IT was, agrees 27-year-old Matthew Trotman, an amazingly stupid thing to do. But arming himself with a plastic pistol and brandishing it at passing drivers, the police helicopter and a scared woman resident in Mill Lane was his last desperate plea for somebody to take notice and help him.
Desperate to beat the drink and drug addictions which had first begun to dominate his life at 16, Matthew had been sleeping rough for a week when he committed the offence last July.
He knew that if he was in a prison cell he would have a roof over his head, warmth and medical care.
In fact, claims Matthew, jail has done more for him than that. The help he received while on remand at Horfield prison in Bristol, has weaned him off drugs and alcohol.
His aunt Charmaine, who is one of his few remaining friends, believes his class A habit, and the paranoia and mental torment it created, had come close to killing him.
Two weeks ago Matthew was sentenced to 40 hours' community service and one year's probation for being in possession of an imitation firearm with intent to cause fear of violence.
He left Swindon Crown Court with the words of Judge John McNaught ringing in his ears: Sort your life out, said His Honour. Get somewhere to live. Start working regularly and get things together.
"There's nothing I want more than to be able to do that,'' he said.
"I've been clean now for five months, and I intend to stay that way. But I'm still homeless, and with my record, who's going to employ me?''
He and 48-year-old Charmaine, who is his mother's sister, believe countless people in Swindon, most of them just kids, are caught in the same vicious circle. Especially if they have been in care. Matthew, who said his family had broken up, was fostered until he was 16.
"When you come out of social services care you are on your own," he claimed.
He left Commonweal School with five GCSEs and having passed two BTec courses. But he had no self-confidence and says he was lonely living in a bed sitter.
"I started drinking because it helped. A couple of pints of cider made me feel as if I could cope,'' he said.
"By the time I was 18 I was physically and mentally dependent on alcohol.''
If he couldn't get it, he suffered from sweats and shakes.
"In other words I was an alcoholic."
Then one of his friends introduced Matthew to drugs, and soon he was also on heroin.
"You think you're the one who won't get hooked on it and that you can handle it ,'' said Matthew. "But you can't.''
Before long he was so dependent that although he had worked at several jobs he was stealing, fighting and getting into often violent trouble as he tried to feed his habit.
Matthew admits he became a seriously bad lad. Eventually, after a vicious fight outside a Swindon nightclub he was sentenced to two and a half years in a young offenders institution.
"I actually served 15 months,'' he said. "And I came out with nothing.''
You have to be desperate to sleep rough, says the pale, slightly-built man who has a four-year-old son he hasn't seen for more than two years.
Matthew's mother lives in Bracknell, his dad is in Calne. But he wouldn't ask members of his family even his aunt Charmaine, to whom he had always been close for help.
Last July, he was sleeping under hedges in Mill Lane.
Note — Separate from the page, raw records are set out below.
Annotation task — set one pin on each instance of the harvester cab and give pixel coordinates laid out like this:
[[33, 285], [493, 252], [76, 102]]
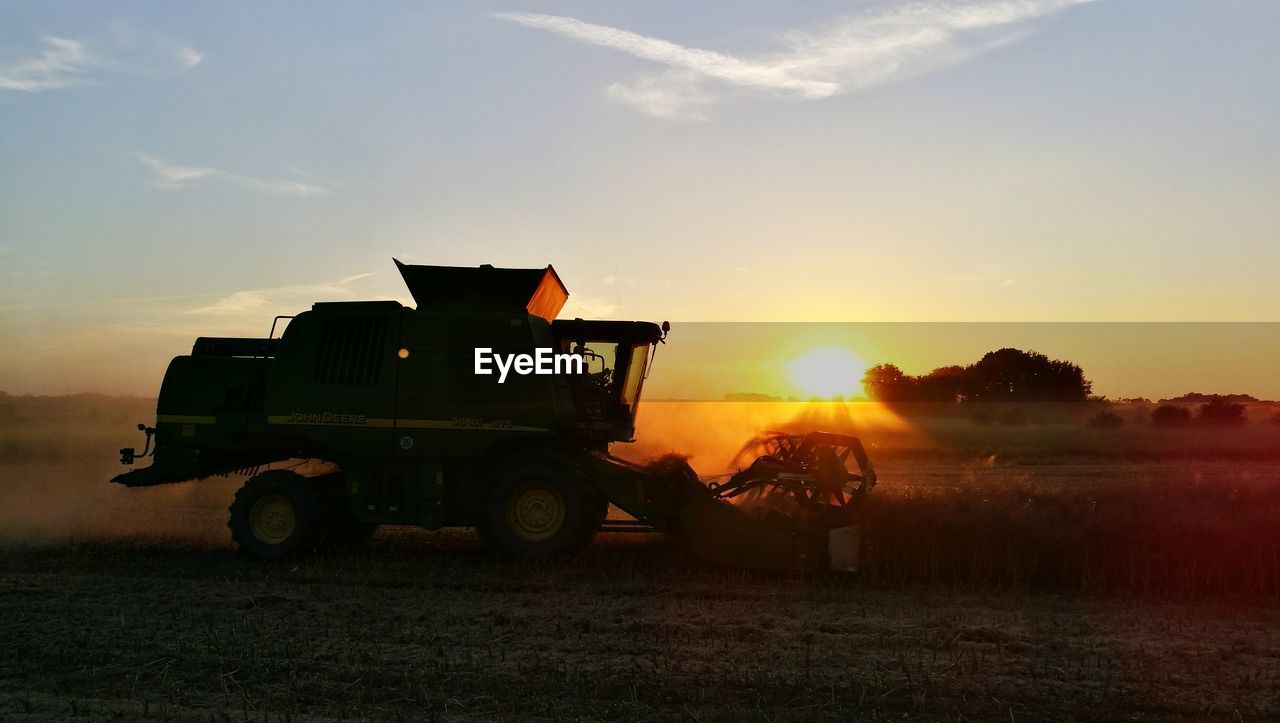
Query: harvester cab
[[478, 408]]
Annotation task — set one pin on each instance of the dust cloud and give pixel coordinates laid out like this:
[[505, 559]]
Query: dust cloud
[[714, 434]]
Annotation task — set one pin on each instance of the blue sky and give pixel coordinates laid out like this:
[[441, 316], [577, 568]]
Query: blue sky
[[181, 169]]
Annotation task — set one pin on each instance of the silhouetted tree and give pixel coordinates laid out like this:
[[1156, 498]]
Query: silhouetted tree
[[944, 384], [1014, 375], [1220, 412], [887, 383], [1106, 419], [1170, 416]]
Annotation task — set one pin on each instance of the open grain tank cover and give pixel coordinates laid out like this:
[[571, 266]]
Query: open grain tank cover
[[535, 291]]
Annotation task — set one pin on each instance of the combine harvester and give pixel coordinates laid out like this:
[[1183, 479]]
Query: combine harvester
[[402, 428]]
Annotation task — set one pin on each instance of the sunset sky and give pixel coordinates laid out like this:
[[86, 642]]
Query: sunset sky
[[169, 170]]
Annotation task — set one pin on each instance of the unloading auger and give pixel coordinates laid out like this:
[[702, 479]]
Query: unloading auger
[[401, 426]]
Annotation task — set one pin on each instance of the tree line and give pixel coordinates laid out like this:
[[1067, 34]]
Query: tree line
[[1004, 375]]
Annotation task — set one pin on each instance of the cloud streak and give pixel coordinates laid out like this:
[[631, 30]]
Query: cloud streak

And one day he borrowed a plastic toy gun from a friend and, in an attempt to get himself put away, he brandished it at anyone who came within his vision.
The results were spectacular. Passing motorists called the police, and a frightened resident thought he was going to shoot her and her dog.
Armed police officers and even the police helicopter turned out.
Matthew was arrested, charged and then taken to Princess Margaret Hospital, where he spent three days.
From there he was sent to Horfield Prison on remand, and confined to the hospital wing.
"But where does he go from here?'' asked Charmaine. "Where is the help which people like Matthew need if they are to stay out of trouble and away from drugs?''
He has spent this week at her one-bedroom flat in central Swindon. He hopes the probation service can pull strings to help him get some form of council accommodation.
"I'm willing to do any kind of work I can get,'' said Matthew, who claims he has some training as a graphic designer and has worked for WH Smith and Royal Mail.
"With a record like mine, neither of them would employ me now.''
He is determined he won't go back on drugs or drink. He wants to make up for his past,
But without a home and a job, what hope does he have?